Here in the US, all of the people pictured and captioned as being Janjaweed (that I found) would be considered by others, and would consider themselves Black.

This tells us nothing about Black people, just as the fact that they speak Arabic tells us nothing about Arabs. What is sinister is when people try to convince others that what is going on in Sudan has anything whatever to do with anyone being "Arab" or "Black".

Just how are people defining "Arab" anyway? And how are they defining "Black"? These are pretty arbitrary classifications under the circumstances, and they are being used in service of an agenda that has nothing whatever to do with human rights or the prevention of genocide.

The rebels are killing civilians, too.
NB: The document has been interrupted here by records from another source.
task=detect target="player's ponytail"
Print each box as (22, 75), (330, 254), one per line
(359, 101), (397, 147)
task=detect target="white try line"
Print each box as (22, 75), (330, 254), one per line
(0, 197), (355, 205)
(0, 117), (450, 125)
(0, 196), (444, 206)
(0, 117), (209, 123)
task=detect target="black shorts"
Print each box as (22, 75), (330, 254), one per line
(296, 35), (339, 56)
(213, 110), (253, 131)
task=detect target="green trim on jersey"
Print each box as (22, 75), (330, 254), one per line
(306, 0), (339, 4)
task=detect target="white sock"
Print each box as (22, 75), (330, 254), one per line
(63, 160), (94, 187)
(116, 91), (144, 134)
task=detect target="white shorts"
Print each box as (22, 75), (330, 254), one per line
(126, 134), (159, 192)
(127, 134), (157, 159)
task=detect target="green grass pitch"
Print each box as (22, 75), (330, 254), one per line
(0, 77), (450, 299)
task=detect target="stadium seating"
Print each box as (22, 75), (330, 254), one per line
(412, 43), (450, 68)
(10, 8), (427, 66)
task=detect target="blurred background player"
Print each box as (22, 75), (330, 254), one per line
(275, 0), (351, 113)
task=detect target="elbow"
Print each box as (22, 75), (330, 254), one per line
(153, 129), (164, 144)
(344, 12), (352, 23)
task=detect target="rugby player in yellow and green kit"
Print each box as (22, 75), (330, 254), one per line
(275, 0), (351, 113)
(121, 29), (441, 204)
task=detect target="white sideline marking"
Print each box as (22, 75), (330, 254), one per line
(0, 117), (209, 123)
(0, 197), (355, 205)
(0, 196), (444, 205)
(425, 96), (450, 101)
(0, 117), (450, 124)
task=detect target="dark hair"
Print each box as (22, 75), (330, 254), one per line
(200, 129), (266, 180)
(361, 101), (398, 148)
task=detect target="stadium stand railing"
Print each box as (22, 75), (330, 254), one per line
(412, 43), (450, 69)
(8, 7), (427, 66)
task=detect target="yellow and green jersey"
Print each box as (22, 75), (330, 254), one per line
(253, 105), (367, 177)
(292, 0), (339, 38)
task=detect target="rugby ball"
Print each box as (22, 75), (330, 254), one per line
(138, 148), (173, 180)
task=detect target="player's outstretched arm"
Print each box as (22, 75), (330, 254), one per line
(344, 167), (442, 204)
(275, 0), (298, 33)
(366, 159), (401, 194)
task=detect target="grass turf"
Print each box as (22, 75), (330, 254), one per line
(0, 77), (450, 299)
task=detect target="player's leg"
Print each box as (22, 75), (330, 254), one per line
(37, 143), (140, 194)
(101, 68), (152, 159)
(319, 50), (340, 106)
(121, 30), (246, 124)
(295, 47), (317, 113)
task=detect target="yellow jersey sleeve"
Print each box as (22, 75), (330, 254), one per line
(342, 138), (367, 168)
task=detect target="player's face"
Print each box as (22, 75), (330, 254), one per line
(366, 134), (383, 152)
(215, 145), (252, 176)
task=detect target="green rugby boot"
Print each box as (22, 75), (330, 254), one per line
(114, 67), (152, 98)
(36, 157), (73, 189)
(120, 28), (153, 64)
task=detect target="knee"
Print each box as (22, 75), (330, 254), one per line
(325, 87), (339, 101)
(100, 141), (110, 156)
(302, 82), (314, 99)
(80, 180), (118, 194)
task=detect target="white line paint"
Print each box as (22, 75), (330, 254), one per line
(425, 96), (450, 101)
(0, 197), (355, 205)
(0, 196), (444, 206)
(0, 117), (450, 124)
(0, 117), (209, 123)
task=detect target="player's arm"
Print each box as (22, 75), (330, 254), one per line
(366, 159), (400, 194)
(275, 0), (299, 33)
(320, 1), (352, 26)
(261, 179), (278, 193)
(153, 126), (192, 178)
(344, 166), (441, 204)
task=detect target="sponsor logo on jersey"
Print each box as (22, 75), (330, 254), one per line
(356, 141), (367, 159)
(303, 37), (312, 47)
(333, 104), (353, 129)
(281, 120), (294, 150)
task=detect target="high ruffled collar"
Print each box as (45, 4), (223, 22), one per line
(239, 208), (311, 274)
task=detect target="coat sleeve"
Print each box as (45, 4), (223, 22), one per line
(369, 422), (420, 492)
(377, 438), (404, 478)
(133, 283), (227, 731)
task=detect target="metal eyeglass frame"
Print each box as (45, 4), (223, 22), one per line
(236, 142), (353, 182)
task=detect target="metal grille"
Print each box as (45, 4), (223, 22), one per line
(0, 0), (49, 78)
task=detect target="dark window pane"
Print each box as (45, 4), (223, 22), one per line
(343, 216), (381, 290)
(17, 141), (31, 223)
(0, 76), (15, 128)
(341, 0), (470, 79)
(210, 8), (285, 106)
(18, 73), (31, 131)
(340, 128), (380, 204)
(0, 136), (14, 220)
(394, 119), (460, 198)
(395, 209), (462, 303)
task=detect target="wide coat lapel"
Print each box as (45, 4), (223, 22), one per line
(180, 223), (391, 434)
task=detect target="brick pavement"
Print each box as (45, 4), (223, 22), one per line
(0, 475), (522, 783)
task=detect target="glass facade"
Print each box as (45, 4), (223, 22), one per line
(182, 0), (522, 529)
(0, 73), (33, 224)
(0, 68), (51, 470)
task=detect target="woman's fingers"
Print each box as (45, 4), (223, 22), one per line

But we don't ever hear about that in the news media (at least not the news media in the country in which I live). Why is that?

The reason is because the agenda being served by both sides is that of clearing the people off of the land. The people who support the rebels want the people cleared off the land just as much as the people who support the Janjaweed do. The only difference between the agendas of the two sides is who each side want's to have control of the land once the people are cleared off of it.

The government of Sudan wants to control the land after the people are cleared off of it, and the people backing the rebels want to have control of the land once the people are cleared off of it.

In the final analysis, that's what it all boils down to.